# Another preemptive meet thread...



## alexn (Sep 30, 2012)

One if these days this will go wrong, and I'll end up not getting the girl I introduce, but ho hum..!

Recently at work, we had 4 girls come in. Unlike previously, they've actually been a variety of colours, and I've maybe fallen in love with one in particular. Talking to my wife tonight, we've decided I'm going to go and buy her tomorrow afternoon 

So, without further ado, let me introduce Lily  she's the one on the left 










P.s. as I'm no good with markings/colours, please feel free to me know what she is 


Sent from Petguide.com Free App


----------



## Gannyaan (Dec 7, 2012)

She looks roan^_^


Sent from Petguide.com Free App


----------



## hrl20100 (May 1, 2013)

I would also say a roan. Her marking is a blaze.
She's pretty!


----------



## ratsaremylife (Nov 5, 2013)

So cute! No good with colors so pay no attention to my post if you want color.


----------



## alexn (Sep 30, 2012)

I just got home with little Lily 









Sent from Petguide.com Free App


----------



## alexn (Sep 30, 2012)

Sent from Petguide.com Free App


----------



## saratherussiandog (Aug 9, 2013)

Aww.. She's so pretty. So how is she doing? I wish they had roan colored rats here.


----------



## hybanana (Jan 27, 2012)

Aw she's a roan blaze. I've been dying for a blaze! I think they're the cutiest!

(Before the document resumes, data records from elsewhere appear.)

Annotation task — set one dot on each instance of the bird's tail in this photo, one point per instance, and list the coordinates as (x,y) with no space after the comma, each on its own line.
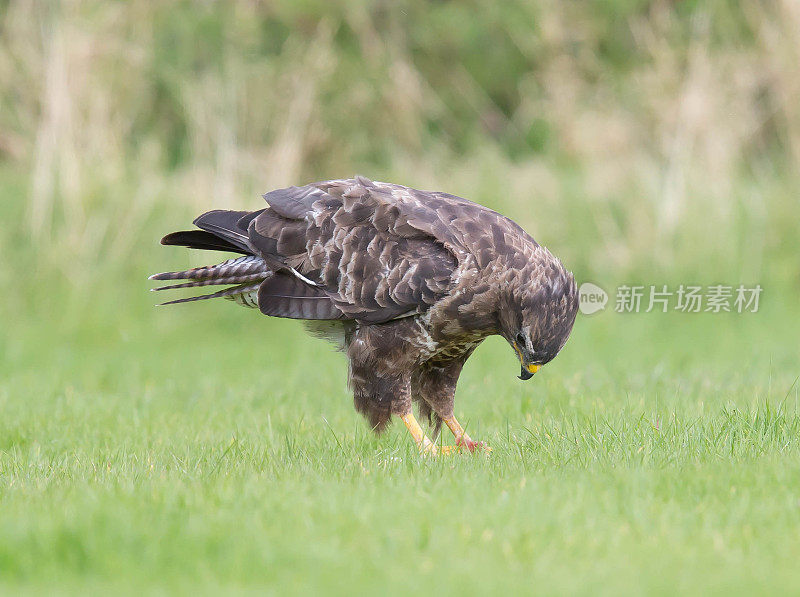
(245,274)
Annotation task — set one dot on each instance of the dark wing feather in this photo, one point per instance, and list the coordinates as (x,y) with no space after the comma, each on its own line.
(225,224)
(201,239)
(372,254)
(284,295)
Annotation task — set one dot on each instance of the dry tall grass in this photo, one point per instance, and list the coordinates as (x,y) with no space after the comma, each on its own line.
(646,134)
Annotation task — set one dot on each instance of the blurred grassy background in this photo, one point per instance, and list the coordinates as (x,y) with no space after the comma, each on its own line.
(642,141)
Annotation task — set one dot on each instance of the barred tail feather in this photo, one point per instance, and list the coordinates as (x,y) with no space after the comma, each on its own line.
(246,273)
(241,294)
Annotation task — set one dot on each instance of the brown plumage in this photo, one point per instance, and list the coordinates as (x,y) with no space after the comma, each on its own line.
(407,282)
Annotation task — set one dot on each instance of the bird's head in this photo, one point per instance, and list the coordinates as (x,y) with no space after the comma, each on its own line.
(539,313)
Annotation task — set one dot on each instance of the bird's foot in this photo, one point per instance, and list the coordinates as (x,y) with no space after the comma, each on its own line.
(472,445)
(459,448)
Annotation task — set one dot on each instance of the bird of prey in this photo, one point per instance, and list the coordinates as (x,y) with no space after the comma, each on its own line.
(407,283)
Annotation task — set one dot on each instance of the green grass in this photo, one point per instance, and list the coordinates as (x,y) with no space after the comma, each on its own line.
(204,447)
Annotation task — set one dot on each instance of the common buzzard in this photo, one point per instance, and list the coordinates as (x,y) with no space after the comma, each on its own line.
(407,283)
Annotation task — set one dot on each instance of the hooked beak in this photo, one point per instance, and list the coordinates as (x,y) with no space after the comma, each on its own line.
(528,369)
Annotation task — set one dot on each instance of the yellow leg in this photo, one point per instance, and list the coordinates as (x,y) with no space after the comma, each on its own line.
(425,445)
(462,439)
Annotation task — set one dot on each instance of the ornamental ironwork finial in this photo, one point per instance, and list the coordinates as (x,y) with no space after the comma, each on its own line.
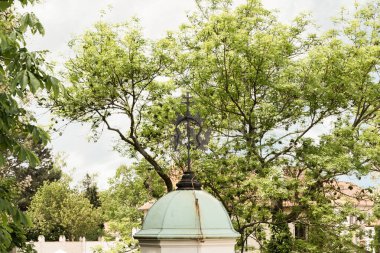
(192,140)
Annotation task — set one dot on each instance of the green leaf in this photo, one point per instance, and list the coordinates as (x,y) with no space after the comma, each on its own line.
(5,4)
(34,84)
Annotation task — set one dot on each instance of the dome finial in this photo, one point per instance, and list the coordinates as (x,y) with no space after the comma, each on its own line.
(188,181)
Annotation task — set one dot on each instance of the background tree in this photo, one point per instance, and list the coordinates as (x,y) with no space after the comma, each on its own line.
(58,210)
(290,110)
(22,73)
(131,188)
(30,177)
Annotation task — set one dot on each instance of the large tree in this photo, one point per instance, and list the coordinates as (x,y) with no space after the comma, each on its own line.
(58,210)
(130,189)
(22,74)
(29,177)
(290,110)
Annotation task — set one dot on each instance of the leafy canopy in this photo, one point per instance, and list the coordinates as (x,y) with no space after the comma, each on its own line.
(290,111)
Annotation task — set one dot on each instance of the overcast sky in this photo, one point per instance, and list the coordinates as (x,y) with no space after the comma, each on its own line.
(65,19)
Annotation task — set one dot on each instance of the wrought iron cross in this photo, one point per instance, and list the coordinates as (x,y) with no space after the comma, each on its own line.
(198,140)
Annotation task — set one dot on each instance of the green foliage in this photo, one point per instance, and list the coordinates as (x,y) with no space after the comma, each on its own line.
(281,238)
(129,189)
(12,220)
(27,177)
(57,210)
(290,111)
(22,74)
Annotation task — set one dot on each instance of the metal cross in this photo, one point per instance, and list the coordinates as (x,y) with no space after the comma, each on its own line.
(199,141)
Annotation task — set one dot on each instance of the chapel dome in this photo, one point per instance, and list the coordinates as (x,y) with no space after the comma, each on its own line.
(187,214)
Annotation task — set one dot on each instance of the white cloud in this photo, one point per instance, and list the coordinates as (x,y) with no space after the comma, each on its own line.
(65,19)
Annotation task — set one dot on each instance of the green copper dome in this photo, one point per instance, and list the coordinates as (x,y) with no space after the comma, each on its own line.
(187,214)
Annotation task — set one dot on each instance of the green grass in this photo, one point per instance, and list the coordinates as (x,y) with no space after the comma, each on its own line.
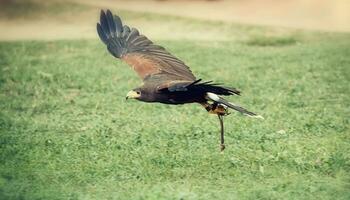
(66,131)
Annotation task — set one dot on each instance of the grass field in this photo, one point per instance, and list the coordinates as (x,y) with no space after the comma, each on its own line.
(66,131)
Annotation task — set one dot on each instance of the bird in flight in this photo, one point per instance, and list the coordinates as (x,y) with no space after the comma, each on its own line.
(166,79)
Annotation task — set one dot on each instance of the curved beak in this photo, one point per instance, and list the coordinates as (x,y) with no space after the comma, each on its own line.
(132,95)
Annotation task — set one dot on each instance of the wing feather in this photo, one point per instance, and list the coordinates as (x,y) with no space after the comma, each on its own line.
(138,51)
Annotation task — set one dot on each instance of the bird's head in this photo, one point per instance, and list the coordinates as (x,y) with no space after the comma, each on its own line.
(133,94)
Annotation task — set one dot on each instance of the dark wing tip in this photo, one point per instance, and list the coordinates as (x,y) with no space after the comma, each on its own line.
(100,32)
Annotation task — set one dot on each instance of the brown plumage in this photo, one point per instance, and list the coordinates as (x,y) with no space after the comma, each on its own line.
(166,79)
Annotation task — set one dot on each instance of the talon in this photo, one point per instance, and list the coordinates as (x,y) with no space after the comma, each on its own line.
(222,147)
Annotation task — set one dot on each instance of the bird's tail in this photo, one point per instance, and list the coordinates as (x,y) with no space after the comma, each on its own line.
(220,100)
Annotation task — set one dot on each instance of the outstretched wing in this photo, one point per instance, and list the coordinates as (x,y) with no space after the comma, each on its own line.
(139,52)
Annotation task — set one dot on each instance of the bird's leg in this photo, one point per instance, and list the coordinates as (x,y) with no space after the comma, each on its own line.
(222,145)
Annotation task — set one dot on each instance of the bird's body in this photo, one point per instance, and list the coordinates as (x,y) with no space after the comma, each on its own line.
(166,79)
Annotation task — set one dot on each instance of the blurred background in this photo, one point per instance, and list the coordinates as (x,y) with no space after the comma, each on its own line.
(39,19)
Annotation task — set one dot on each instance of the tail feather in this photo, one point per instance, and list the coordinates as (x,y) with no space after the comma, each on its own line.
(238,108)
(215,88)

Sent from Petguide.com Free App


----------



## Mitsy (Apr 8, 2013)

Awe  I'm jealous I want a blaze rat 


Sent from Petguide.com Free App


----------



## alexn (Sep 30, 2012)

Little and large  (this size difference is why she's not going in with the other girls for a while...)

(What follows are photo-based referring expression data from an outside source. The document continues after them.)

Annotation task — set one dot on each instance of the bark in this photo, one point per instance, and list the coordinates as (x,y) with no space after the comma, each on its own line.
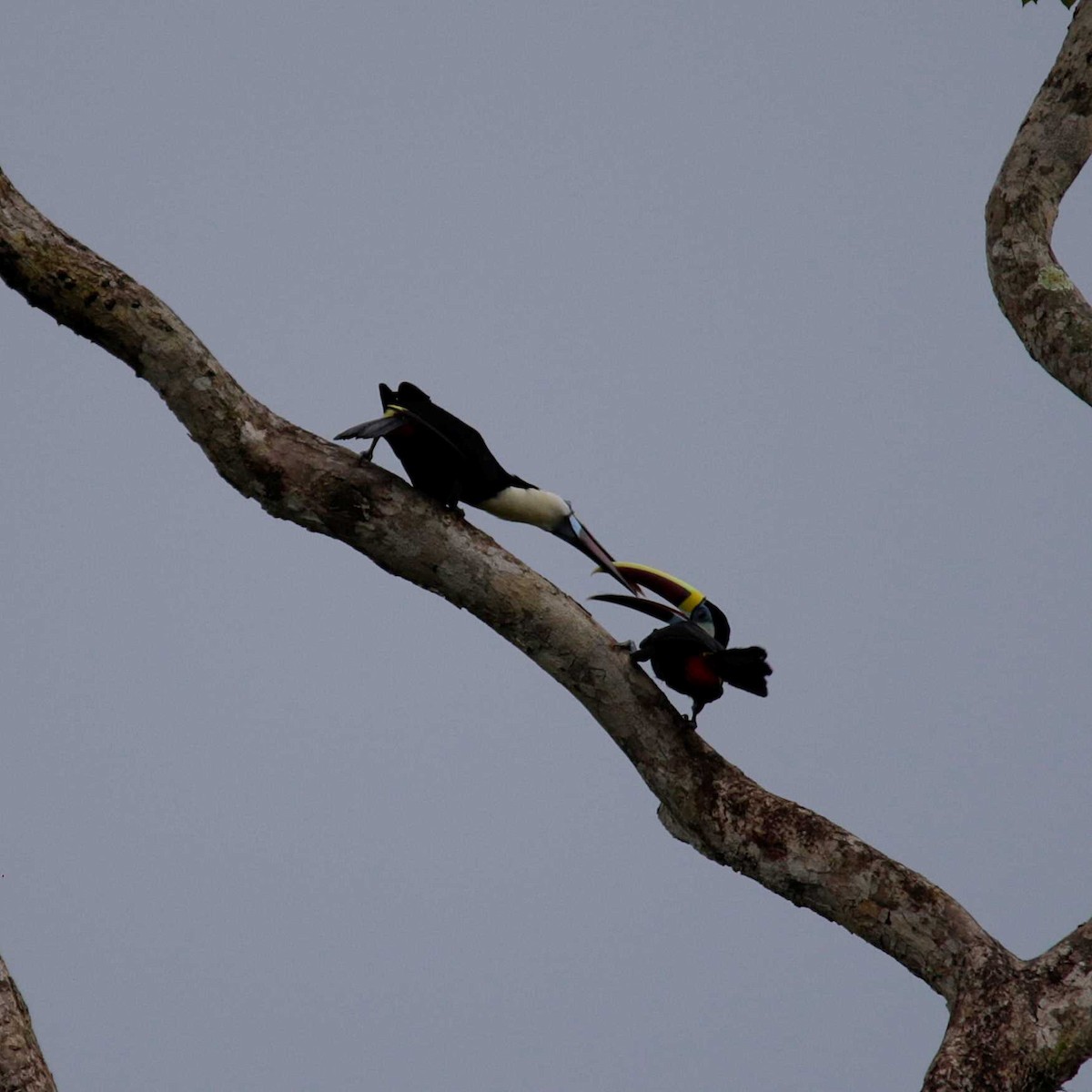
(1015,1026)
(1046,309)
(22,1066)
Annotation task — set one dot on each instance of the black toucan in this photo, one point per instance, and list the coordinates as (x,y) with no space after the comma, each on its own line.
(691,653)
(447,459)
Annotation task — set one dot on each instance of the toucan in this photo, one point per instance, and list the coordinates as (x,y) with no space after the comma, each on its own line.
(691,653)
(447,459)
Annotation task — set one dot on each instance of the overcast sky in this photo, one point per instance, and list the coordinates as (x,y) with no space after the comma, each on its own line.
(274,820)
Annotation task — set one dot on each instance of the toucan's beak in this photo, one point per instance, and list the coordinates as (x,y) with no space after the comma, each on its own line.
(574,533)
(659,611)
(372,430)
(677,592)
(689,602)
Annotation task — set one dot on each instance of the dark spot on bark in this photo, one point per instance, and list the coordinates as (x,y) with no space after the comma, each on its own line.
(271,483)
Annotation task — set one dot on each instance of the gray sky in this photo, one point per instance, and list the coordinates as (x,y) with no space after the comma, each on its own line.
(274,820)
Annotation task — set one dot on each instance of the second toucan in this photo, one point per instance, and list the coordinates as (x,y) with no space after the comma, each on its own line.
(448,459)
(691,653)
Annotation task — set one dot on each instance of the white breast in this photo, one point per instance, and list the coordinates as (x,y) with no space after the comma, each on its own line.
(543,509)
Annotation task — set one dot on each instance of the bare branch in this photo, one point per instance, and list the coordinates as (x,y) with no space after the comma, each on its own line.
(298,476)
(22,1066)
(1046,309)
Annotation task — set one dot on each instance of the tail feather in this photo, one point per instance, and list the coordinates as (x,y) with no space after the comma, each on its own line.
(743,669)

Sent from Petguide.com Free App


----------



## Endgame (Dec 21, 2013)

Haha, looks cute..And certainly looks Roan.


----------



## alexn (Sep 30, 2012)

saratherussiandog said:


> Aww.. She's so pretty. So how is she doing? I wish they had roan colored rats here.

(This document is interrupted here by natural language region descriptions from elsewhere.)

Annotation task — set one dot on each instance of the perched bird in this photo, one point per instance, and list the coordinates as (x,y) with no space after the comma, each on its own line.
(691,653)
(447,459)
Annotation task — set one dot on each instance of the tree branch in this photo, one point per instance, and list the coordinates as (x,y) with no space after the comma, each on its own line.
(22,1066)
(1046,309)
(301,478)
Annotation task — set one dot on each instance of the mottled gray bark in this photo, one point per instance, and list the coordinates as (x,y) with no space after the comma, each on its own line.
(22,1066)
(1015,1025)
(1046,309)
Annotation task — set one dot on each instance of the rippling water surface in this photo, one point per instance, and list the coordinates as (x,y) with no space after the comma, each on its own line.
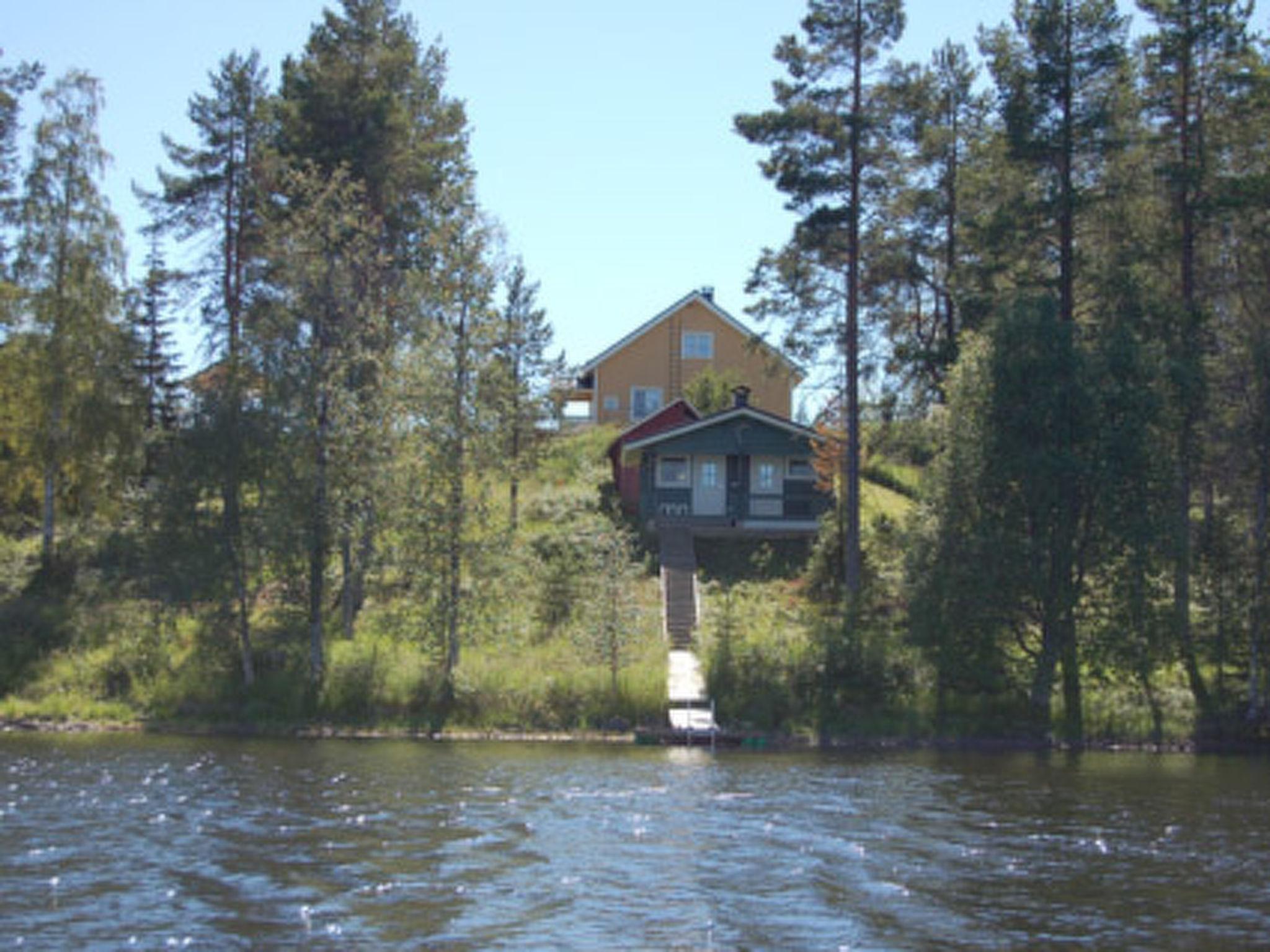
(164,842)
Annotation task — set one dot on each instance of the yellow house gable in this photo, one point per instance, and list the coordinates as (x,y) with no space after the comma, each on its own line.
(651,366)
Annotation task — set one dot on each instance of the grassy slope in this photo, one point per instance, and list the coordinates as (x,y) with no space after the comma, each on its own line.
(123,659)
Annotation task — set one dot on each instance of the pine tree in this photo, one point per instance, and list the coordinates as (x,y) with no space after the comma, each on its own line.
(1192,64)
(822,138)
(1060,74)
(319,340)
(521,377)
(155,366)
(14,83)
(366,98)
(70,267)
(215,197)
(940,117)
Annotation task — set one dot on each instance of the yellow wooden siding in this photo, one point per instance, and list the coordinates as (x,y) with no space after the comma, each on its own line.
(648,362)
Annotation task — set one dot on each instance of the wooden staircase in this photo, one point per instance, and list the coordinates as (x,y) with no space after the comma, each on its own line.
(678,586)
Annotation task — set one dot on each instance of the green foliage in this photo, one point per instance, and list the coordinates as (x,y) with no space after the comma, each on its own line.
(758,656)
(710,390)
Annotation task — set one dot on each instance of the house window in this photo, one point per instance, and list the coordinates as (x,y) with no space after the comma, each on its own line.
(765,477)
(673,471)
(644,402)
(698,346)
(799,469)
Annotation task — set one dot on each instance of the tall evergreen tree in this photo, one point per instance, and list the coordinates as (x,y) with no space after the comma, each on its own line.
(318,342)
(70,266)
(521,375)
(14,83)
(1060,73)
(1192,64)
(367,98)
(155,366)
(940,117)
(215,197)
(822,138)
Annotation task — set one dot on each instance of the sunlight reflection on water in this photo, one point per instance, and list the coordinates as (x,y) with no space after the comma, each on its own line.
(234,843)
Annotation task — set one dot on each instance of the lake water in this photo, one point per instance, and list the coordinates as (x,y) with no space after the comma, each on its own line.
(116,842)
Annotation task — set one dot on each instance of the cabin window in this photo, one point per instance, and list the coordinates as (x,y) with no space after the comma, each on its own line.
(673,471)
(698,346)
(709,474)
(766,477)
(644,402)
(799,469)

She's fine  she spent the first night hiding, and most of the next day - but we brought her cage to where we had the other girls out, and she immediately brightened up - they'll climb on the bars, so will she . Since then she's been out and about, and the other night I bit the bullet, grabbed her, and held her. She screeched and struggled (yet no fear pooing...) For five minutes, then calmed right down 

She's still pretty wriggly, but she's actually less of a grump about being picked up than Poppy 

Sent from Petguide.com Free App


----------



## Eden10 (Aug 11, 2012)

Awww my dream rat! I wish they were more common here in the states. Shes gorgeous


----------



## alexn (Sep 30, 2012)

Lily loves her new massive wheel 









Sent from Petguide.com Free App


----------